There is always a question with open source that if one should develop their own distribution directly using open source code or choose a commercial packaged solution which comes with little more additional components to make your job easy.

With Apache Hadoop, you too have option to choose Hadoop  directly from open source repo to built your own from scratch and pick and choose different components available along with Hadoop core. Otherwise you can choose a commercial release . While comparing both option I found a few interested  things and  decided to share.

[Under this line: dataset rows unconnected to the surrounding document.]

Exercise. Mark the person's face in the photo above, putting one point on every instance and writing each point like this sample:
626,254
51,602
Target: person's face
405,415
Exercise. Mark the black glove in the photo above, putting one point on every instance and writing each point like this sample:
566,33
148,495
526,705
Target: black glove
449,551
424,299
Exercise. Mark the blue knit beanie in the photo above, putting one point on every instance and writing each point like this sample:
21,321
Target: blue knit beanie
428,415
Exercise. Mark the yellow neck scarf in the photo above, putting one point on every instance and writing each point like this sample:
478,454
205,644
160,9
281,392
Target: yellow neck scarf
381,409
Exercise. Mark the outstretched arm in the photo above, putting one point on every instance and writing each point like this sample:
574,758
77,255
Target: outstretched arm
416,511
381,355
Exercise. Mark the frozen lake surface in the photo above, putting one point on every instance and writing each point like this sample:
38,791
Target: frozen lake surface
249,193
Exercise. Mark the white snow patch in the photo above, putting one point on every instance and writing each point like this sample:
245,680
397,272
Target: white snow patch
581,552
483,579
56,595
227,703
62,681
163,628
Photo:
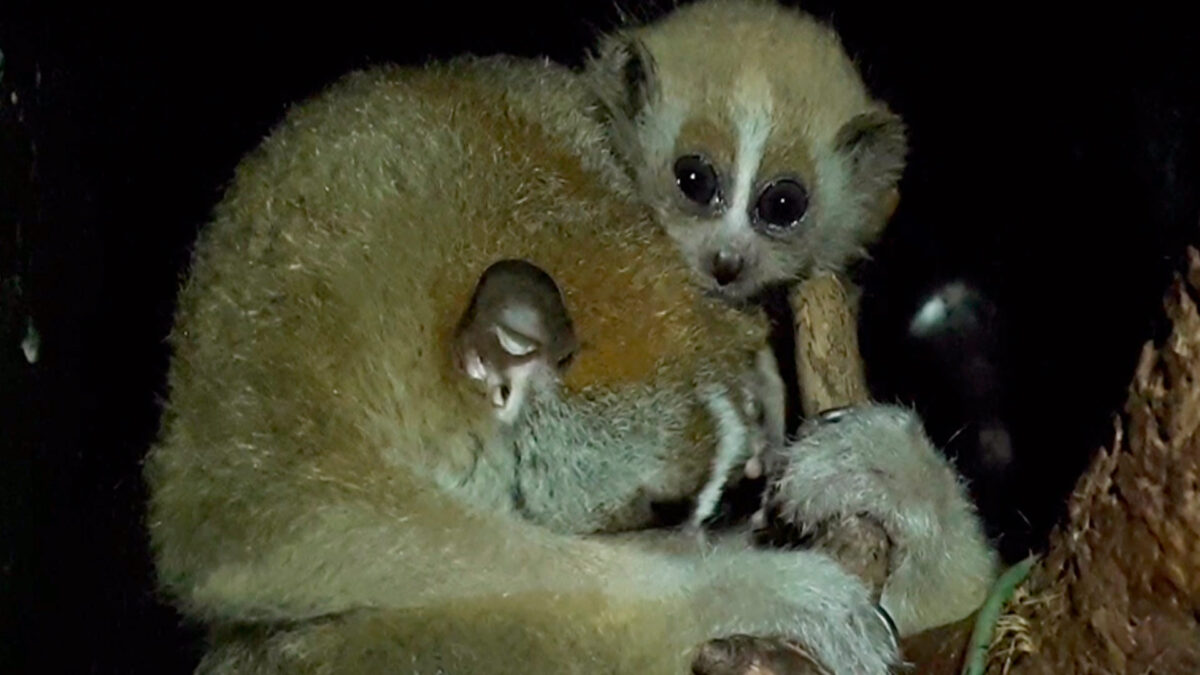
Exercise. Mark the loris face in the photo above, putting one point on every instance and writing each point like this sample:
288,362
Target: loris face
750,133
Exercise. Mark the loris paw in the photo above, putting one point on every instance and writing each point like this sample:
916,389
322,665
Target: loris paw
763,405
744,655
858,543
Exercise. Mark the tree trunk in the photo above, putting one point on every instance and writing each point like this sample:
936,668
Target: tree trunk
1119,590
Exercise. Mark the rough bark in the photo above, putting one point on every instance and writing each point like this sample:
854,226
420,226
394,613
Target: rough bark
828,362
1119,590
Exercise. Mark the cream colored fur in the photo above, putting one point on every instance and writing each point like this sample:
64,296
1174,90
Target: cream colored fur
331,496
876,460
762,93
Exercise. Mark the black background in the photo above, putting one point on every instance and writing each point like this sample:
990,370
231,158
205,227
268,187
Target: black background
1054,167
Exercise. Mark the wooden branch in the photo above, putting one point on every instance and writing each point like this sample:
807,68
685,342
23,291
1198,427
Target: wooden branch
831,369
1120,587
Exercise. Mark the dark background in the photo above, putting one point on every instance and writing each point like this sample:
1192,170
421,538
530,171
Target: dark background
1055,169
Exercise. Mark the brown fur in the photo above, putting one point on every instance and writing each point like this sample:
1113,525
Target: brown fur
329,483
759,90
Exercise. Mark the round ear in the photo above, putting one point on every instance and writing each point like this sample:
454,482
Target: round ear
515,344
622,73
875,144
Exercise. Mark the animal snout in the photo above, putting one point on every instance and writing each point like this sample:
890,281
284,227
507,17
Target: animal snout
726,267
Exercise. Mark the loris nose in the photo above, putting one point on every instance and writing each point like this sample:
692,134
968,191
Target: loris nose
726,267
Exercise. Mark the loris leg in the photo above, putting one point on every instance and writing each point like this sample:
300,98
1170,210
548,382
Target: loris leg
871,467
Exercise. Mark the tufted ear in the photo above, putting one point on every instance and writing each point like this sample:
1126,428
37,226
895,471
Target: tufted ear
622,75
875,144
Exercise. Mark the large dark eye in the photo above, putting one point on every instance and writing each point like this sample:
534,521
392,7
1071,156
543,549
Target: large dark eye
696,179
783,203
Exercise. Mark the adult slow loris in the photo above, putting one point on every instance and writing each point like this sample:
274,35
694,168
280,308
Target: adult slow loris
329,491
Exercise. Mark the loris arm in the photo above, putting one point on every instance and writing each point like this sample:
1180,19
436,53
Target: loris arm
490,595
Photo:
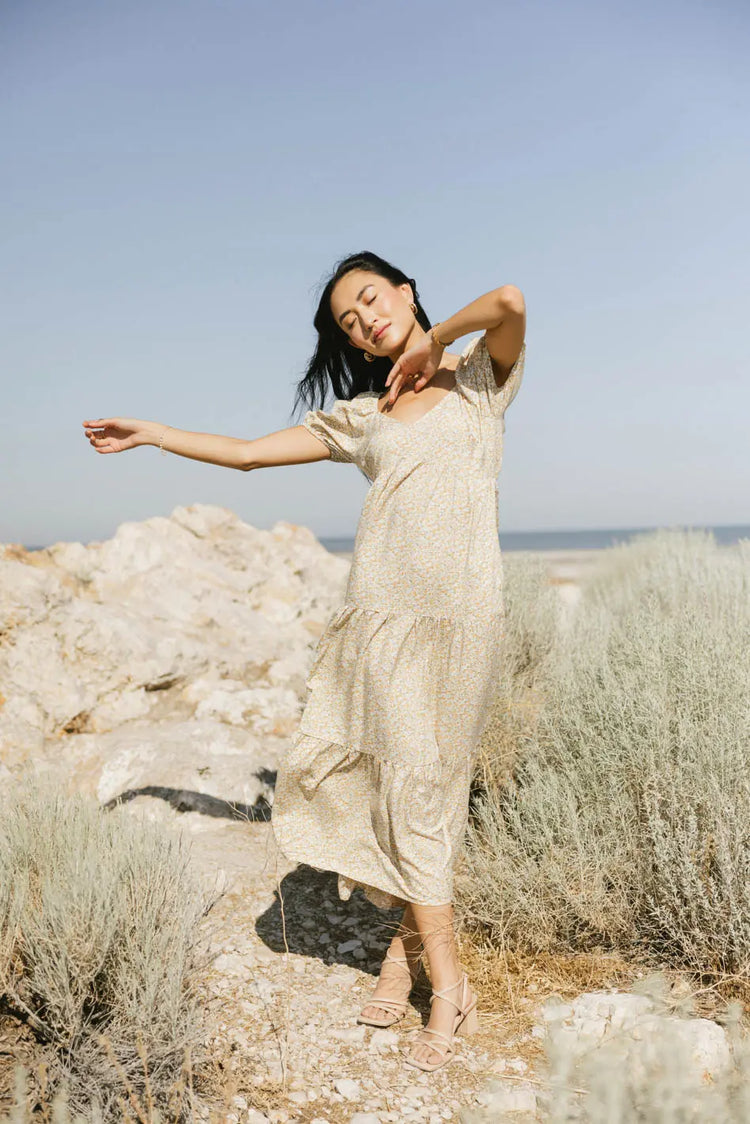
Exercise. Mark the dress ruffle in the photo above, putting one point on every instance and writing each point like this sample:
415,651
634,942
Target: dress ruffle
405,821
409,689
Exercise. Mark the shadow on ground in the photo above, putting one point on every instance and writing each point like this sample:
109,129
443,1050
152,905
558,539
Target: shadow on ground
184,799
315,922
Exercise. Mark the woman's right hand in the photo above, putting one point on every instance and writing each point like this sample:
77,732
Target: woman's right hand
115,435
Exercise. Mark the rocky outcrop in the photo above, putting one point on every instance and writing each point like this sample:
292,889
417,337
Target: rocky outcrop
171,655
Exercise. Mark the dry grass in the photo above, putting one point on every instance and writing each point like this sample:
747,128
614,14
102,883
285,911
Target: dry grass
619,819
99,954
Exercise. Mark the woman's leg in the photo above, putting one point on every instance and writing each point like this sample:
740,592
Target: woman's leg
434,925
394,982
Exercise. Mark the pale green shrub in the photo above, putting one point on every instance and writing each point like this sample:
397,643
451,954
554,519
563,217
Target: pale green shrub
99,945
529,646
625,822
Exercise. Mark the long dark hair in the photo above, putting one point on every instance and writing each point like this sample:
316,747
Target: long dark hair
335,364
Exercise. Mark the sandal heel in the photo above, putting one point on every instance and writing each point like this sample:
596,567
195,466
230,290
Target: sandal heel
470,1023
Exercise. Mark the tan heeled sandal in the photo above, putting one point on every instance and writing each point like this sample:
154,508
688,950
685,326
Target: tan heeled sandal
467,1022
397,1007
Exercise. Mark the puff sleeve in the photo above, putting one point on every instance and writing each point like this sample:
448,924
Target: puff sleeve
341,427
478,371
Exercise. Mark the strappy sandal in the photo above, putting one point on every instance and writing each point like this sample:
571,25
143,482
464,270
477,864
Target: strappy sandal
467,1022
397,1007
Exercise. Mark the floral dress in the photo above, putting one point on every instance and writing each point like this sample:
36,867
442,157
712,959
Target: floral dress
375,785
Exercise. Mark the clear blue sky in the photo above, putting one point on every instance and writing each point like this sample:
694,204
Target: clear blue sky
179,177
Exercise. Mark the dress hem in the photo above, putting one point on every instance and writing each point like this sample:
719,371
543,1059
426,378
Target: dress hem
289,853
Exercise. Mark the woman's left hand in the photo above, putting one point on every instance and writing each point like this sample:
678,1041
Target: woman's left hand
421,361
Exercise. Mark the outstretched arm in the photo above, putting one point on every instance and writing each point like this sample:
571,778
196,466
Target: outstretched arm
295,445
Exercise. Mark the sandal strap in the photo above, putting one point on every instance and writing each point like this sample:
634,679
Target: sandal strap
442,995
397,1006
445,1050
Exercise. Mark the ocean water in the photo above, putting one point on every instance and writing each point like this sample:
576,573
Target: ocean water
576,540
562,540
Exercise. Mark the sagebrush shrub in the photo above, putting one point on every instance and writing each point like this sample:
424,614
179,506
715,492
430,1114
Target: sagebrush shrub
624,822
99,946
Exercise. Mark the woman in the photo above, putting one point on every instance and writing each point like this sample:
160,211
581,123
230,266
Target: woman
376,782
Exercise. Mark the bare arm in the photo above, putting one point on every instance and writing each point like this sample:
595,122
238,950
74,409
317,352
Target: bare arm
502,314
295,445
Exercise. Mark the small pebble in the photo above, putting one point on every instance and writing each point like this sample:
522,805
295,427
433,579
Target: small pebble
348,1088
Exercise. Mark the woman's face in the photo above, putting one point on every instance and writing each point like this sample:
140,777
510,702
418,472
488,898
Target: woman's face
375,314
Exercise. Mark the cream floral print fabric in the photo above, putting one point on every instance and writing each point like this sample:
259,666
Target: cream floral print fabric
375,785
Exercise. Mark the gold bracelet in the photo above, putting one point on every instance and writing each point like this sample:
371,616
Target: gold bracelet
433,332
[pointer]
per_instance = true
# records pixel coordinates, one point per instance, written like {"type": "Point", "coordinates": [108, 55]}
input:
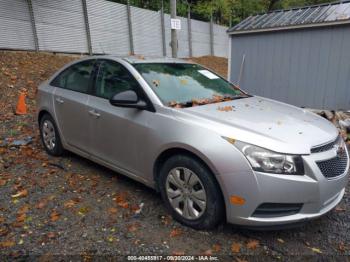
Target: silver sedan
{"type": "Point", "coordinates": [214, 152]}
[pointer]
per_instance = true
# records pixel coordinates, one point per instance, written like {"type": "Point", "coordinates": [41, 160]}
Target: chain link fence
{"type": "Point", "coordinates": [99, 26]}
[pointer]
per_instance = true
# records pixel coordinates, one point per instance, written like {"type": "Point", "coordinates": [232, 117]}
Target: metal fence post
{"type": "Point", "coordinates": [131, 38]}
{"type": "Point", "coordinates": [32, 20]}
{"type": "Point", "coordinates": [163, 29]}
{"type": "Point", "coordinates": [211, 35]}
{"type": "Point", "coordinates": [87, 27]}
{"type": "Point", "coordinates": [189, 29]}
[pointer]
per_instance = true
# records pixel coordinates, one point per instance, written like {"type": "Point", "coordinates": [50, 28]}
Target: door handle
{"type": "Point", "coordinates": [94, 113]}
{"type": "Point", "coordinates": [59, 100]}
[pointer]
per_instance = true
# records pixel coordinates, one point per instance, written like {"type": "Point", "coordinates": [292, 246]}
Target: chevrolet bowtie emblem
{"type": "Point", "coordinates": [340, 150]}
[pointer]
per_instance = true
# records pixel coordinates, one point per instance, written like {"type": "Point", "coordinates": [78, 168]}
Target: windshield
{"type": "Point", "coordinates": [184, 85]}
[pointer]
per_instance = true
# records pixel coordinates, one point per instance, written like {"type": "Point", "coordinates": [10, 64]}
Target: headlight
{"type": "Point", "coordinates": [264, 160]}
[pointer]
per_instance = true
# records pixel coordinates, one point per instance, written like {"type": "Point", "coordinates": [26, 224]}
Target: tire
{"type": "Point", "coordinates": [198, 215]}
{"type": "Point", "coordinates": [52, 145]}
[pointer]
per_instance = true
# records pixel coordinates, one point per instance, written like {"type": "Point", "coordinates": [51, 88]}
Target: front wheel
{"type": "Point", "coordinates": [190, 192]}
{"type": "Point", "coordinates": [50, 136]}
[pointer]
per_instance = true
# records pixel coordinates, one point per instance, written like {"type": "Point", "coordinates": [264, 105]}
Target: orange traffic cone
{"type": "Point", "coordinates": [21, 104]}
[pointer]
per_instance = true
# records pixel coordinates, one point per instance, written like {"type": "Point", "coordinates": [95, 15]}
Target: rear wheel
{"type": "Point", "coordinates": [190, 192]}
{"type": "Point", "coordinates": [50, 136]}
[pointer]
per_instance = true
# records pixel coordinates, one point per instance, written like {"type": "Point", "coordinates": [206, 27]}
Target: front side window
{"type": "Point", "coordinates": [185, 85]}
{"type": "Point", "coordinates": [76, 77]}
{"type": "Point", "coordinates": [113, 78]}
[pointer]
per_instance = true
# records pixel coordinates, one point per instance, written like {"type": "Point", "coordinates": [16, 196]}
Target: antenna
{"type": "Point", "coordinates": [103, 51]}
{"type": "Point", "coordinates": [241, 71]}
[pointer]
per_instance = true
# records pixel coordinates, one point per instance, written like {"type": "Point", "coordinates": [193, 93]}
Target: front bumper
{"type": "Point", "coordinates": [317, 194]}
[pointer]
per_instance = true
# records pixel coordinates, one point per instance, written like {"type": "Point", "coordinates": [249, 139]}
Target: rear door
{"type": "Point", "coordinates": [71, 96]}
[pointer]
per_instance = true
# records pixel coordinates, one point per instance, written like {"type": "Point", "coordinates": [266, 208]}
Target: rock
{"type": "Point", "coordinates": [329, 114]}
{"type": "Point", "coordinates": [22, 142]}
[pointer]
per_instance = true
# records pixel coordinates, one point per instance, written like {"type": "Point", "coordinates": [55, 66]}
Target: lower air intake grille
{"type": "Point", "coordinates": [277, 209]}
{"type": "Point", "coordinates": [333, 167]}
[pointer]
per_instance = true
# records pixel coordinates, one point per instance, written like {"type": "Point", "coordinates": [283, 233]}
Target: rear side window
{"type": "Point", "coordinates": [113, 78]}
{"type": "Point", "coordinates": [76, 77]}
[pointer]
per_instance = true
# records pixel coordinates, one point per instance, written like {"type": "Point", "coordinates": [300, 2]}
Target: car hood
{"type": "Point", "coordinates": [264, 122]}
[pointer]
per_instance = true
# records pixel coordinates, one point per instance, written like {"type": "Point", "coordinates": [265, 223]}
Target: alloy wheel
{"type": "Point", "coordinates": [49, 135]}
{"type": "Point", "coordinates": [186, 193]}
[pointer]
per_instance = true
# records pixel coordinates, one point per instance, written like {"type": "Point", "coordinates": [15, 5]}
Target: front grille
{"type": "Point", "coordinates": [326, 147]}
{"type": "Point", "coordinates": [277, 209]}
{"type": "Point", "coordinates": [333, 167]}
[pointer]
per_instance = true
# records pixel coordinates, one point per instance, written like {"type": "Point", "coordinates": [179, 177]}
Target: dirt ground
{"type": "Point", "coordinates": [69, 206]}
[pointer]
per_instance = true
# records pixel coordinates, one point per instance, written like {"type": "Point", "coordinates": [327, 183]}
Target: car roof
{"type": "Point", "coordinates": [138, 59]}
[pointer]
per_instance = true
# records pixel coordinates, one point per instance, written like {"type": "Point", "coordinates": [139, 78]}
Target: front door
{"type": "Point", "coordinates": [117, 134]}
{"type": "Point", "coordinates": [70, 102]}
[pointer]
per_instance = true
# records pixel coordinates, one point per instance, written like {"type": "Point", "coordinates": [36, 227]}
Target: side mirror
{"type": "Point", "coordinates": [129, 99]}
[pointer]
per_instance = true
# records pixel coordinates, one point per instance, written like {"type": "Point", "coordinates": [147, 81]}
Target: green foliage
{"type": "Point", "coordinates": [225, 12]}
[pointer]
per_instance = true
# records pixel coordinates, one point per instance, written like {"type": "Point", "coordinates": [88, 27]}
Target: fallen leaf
{"type": "Point", "coordinates": [83, 211]}
{"type": "Point", "coordinates": [51, 235]}
{"type": "Point", "coordinates": [112, 210]}
{"type": "Point", "coordinates": [110, 239]}
{"type": "Point", "coordinates": [280, 240]}
{"type": "Point", "coordinates": [341, 247]}
{"type": "Point", "coordinates": [216, 248]}
{"type": "Point", "coordinates": [22, 193]}
{"type": "Point", "coordinates": [23, 209]}
{"type": "Point", "coordinates": [4, 231]}
{"type": "Point", "coordinates": [132, 228]}
{"type": "Point", "coordinates": [3, 182]}
{"type": "Point", "coordinates": [178, 253]}
{"type": "Point", "coordinates": [41, 204]}
{"type": "Point", "coordinates": [252, 244]}
{"type": "Point", "coordinates": [340, 209]}
{"type": "Point", "coordinates": [7, 244]}
{"type": "Point", "coordinates": [54, 216]}
{"type": "Point", "coordinates": [175, 232]}
{"type": "Point", "coordinates": [70, 203]}
{"type": "Point", "coordinates": [235, 247]}
{"type": "Point", "coordinates": [316, 250]}
{"type": "Point", "coordinates": [225, 108]}
{"type": "Point", "coordinates": [21, 217]}
{"type": "Point", "coordinates": [241, 259]}
{"type": "Point", "coordinates": [208, 252]}
{"type": "Point", "coordinates": [121, 201]}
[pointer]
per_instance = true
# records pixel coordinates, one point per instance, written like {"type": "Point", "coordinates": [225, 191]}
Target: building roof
{"type": "Point", "coordinates": [310, 16]}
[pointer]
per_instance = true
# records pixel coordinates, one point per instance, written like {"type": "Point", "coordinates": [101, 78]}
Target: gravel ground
{"type": "Point", "coordinates": [72, 206]}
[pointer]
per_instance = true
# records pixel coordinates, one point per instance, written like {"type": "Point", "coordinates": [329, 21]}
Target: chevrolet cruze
{"type": "Point", "coordinates": [213, 151]}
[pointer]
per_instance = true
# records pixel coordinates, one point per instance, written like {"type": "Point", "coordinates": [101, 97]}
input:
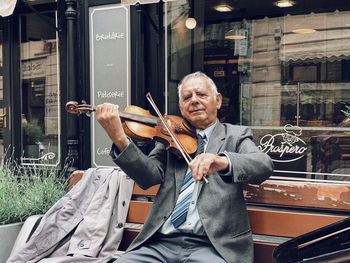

With commercial Hadoop Distribution you will get:

  • A compound solution where you know all of these components available are working together perfectly and test well
  • You will have a stable reliable setup to start with
  • You will get additional items i.e. management console, admin portal etc with commercial release
  • One Single point of contact for support
  • You will have an ecosystem which will provide greater benefits
  • In some cases you will have none or very little effort to fine tune your system

While when you pick and choose components from Apache Hadoop, you:

  • start with picking Hadoop core and then select each module and try to make it work your Hadoop core
  • You build your own Hadoop clusters and manage it whatever is available
  • It will take some time depend on several factors to have a stable & fine tuned system ready
  • You own it and for any problem you will have to figure it you.
  • Best option for developing something from scratch within Hadoop
  • The best thing is that it’s your creation

Here are few commercial offering you can consider:

  • Cloudera offers CDH (Cloudera’s Distribution including Apache Hadoop) and Cloudera Enterprise.
  • MapR distribution is very sound and provides filesystem and MapReduce engine. MapR also provides additional capabilities such as snapshots, mirrors, NFS access and full read-write file semantics.
  • Yahoo! and Benchmark Capital formed Hortonworks Inc., whose focus is on making Hadoop more robust and easier to install, manage and use for enterprise users. Hortonworks in process to provide something so far I don’t know what is available
  • Amazon provides Hadoop in two different ways:
    • Amazon runs (inefficient) Hadoop on Amazon Elastic Compute Cloud (EC2) and Amazon Simple Storage Service (S3).
    • Amazon also run Hadoop on Elastic MapReduce (EMR) by provisioning Hadoop cluster, running and terminating jobs, and handling data transfer between EC2 and S3 are automated by Elastic MapReduce.
  • Microsoft Announced their Hadoop Offering in late 2011 and their service is currently in CTP. Microsoft Hadoop offering will be available on Windows Azure and Windows Servers.
  • IBM offers InfoSphere BigInsights based on Hadoop in both a basic and enterprise edition.
  • Silicon Graphics International offers Hadoop optimized solutions based on the SGI Rackable and CloudRack server lines with implementation services.
  • EMC released EMC Greenplum Community Edition and EMC Greenplum HD Enterprise Edition.
    • The community edition, with optional for-fee technical support, consists of Hadoop, HDFS, HBase, Hive, and the ZooKeeper configuration service.
    • The enterprise edition is an offering based on the MapR product, and offers proprietary features such as snapshots and wide area replication.
  • Google added AppEngine-MapReduce to support running Hadoop 0.20 programs on Google App Engine.
  • Oracle announced the Big Data Appliance, integrates Hadoop, Oracle Enterprise Linux, the R programming language, and a NoSQL database with the Exadata hardware.

Some of these commercial vendors have partnerships with Hardware vendors i.e.

Don’t choose any commercial distribution just because everything works. Do your research and find your reason to choose one or another.